New-look boxing body pulls its weight
The appointment of new officials to run the affairs of Boxing SA (BSA) seems to be bearing fruit.
Over the past few years, the state of professional boxing has been in the throes of a crunching knockout because of poor administration and bungling officials.
Then came a bold step in June when Sports Minister Fikile Mbalula installed Tsholofelo Lejaka as the organisation’s CEO, Thabang Moses as chief financial officer and Sabelo Silinga as director of operations.
Without trying to downplay the efforts made by other BSA members, Lejaka’s capable stewardship is there for everyone to see and is beginning to yield positive results.

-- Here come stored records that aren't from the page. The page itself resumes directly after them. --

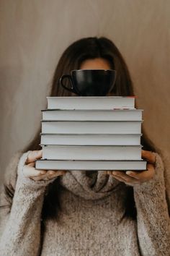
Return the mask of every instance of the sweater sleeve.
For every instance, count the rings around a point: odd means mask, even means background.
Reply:
[[[156,153],[155,168],[155,176],[151,180],[133,187],[139,246],[143,256],[169,256],[170,221],[164,167],[158,153]]]
[[[19,158],[12,203],[9,203],[4,192],[1,195],[0,255],[38,255],[44,193],[46,186],[55,178],[37,182],[25,177],[22,168],[29,152],[23,153]],[[14,165],[10,163],[9,166],[9,172],[12,173],[12,168],[14,171]]]

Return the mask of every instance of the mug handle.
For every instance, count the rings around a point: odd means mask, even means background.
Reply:
[[[70,88],[67,88],[66,85],[64,85],[63,84],[63,80],[65,78],[68,78],[70,81],[70,83],[71,85],[71,87]],[[76,93],[74,89],[73,89],[73,82],[71,80],[71,77],[70,74],[63,74],[61,77],[60,80],[59,80],[60,85],[61,85],[61,86],[63,86],[63,88],[67,90],[69,90],[69,92],[72,92],[72,93]]]

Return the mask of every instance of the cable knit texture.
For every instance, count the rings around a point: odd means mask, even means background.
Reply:
[[[45,189],[56,178],[25,177],[29,152],[14,154],[6,170],[6,183],[15,192],[11,204],[1,187],[1,256],[170,255],[170,164],[158,154],[154,177],[133,186],[137,220],[124,216],[128,186],[104,171],[71,171],[58,177],[63,212],[60,221],[44,221],[41,244]]]

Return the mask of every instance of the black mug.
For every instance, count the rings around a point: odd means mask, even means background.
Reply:
[[[70,88],[63,84],[66,78],[70,81]],[[115,80],[113,69],[78,69],[62,75],[60,84],[79,96],[105,96],[113,89]]]

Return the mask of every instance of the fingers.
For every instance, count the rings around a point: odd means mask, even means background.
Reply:
[[[34,162],[35,160],[41,158],[42,156],[42,150],[30,151],[28,154],[26,164]]]
[[[66,172],[66,171],[47,171],[45,174],[39,175],[38,176],[31,176],[30,178],[35,181],[50,180],[58,176],[63,175]]]
[[[31,163],[28,165],[25,165],[23,167],[23,174],[26,177],[30,176],[37,176],[38,175],[45,174],[46,171],[45,170],[37,170],[33,167],[34,163]]]
[[[142,158],[146,159],[151,163],[155,163],[156,162],[156,153],[154,152],[142,150]]]
[[[112,175],[114,178],[126,184],[133,185],[146,182],[151,179],[155,174],[154,166],[151,163],[147,163],[147,171],[140,172],[127,171],[107,171],[107,174]]]

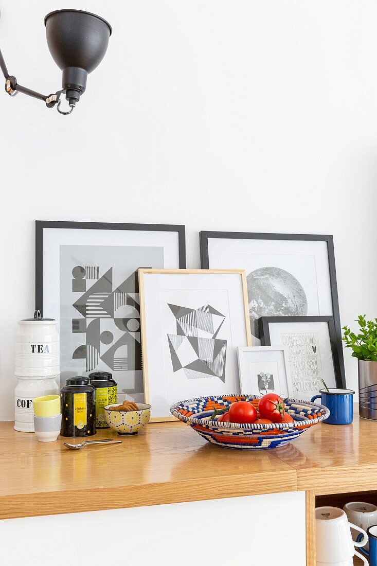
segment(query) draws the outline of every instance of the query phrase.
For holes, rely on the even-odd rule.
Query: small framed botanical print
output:
[[[263,316],[262,344],[284,348],[290,397],[310,400],[323,387],[345,387],[332,316]]]
[[[58,320],[61,381],[110,372],[144,401],[139,267],[186,267],[184,226],[36,222],[36,308]]]
[[[139,270],[145,402],[152,421],[177,401],[241,392],[237,348],[251,344],[245,272]]]
[[[242,393],[276,393],[283,398],[289,396],[290,375],[283,348],[239,346],[237,350]]]
[[[203,269],[245,269],[253,346],[261,316],[332,316],[344,379],[332,235],[202,231],[200,256]]]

During the six months that the new BSA machinery has been operational, a number of goals have been attained by the organisation on behalf of licensees.
The protection and great service from the association that boxers are beginning to enjoy this year is unprecedented.
A classic case in point was the decision to compensate boxers who had participated in tournaments this year but had not been paid their purse money.
The fighters included lightweight Xolisani “Nomeva” Ndongeni, whose R100 000 was not paid by Sijuta Promotions’ Andile Sidinile after a 10-round bout against Tanzanian Emilio Norfat at the Orient Theatre in East London in April.
Another fighter who was also helped by BSA, Simpiwe “12V” Vetyeka (featherweight), had also featured on the same card and was not paid R300 000 for his efforts in the ring.
There are a number of other pugilists who were not given anything for fighting during contests this year. They will soon be smiling all the way to the bank, courtesy of BSA and Lejaka.
This really shows that the controlling body has the interests of its licensees at heart, and it’s a positive development.
But BSA must also act swiftly to get sponsors for championship belts. Imagine winning a title and not having anything to show for your exploits in the ring.
Surely BSA must prioritise this as a matter of urgency? It’s bad for the image of boxing.
The association must also ensure that the ratings committee does its job properly. More often than not, ratings are not updated, even if some fighters fought in a particular month.
Another commendable stride taken by the new-look BSA this year was honouring and rewarding outstanding performances of excellent services.
That is, awarding boxers, trainers, promoters and other key players. The awards ceremony will be held at Inkosi Albert Luthuli International Convention Centre in Durban on January 28.
For many years, South African fighters have been tearing one another up in the square jungle without their God-given talent being rewarded.
And the new BSA order has ensured that the boxing fraternity will have something remarkable to enthuse about.
Another positive step brought about by the new regime this year was the aggressive staging of boxing tournaments throughout the provinces via the Boxing is Back campaign.
This year has seen more fights attracting much fanfare compared with previous years, simply because of the new-look BSA’s commendable enthusiasm in running the sport.
With such positive drive to inject life into boxing, next year could yield even better results for the administration of boxing.
Keep those punches coming, Lejaka and company.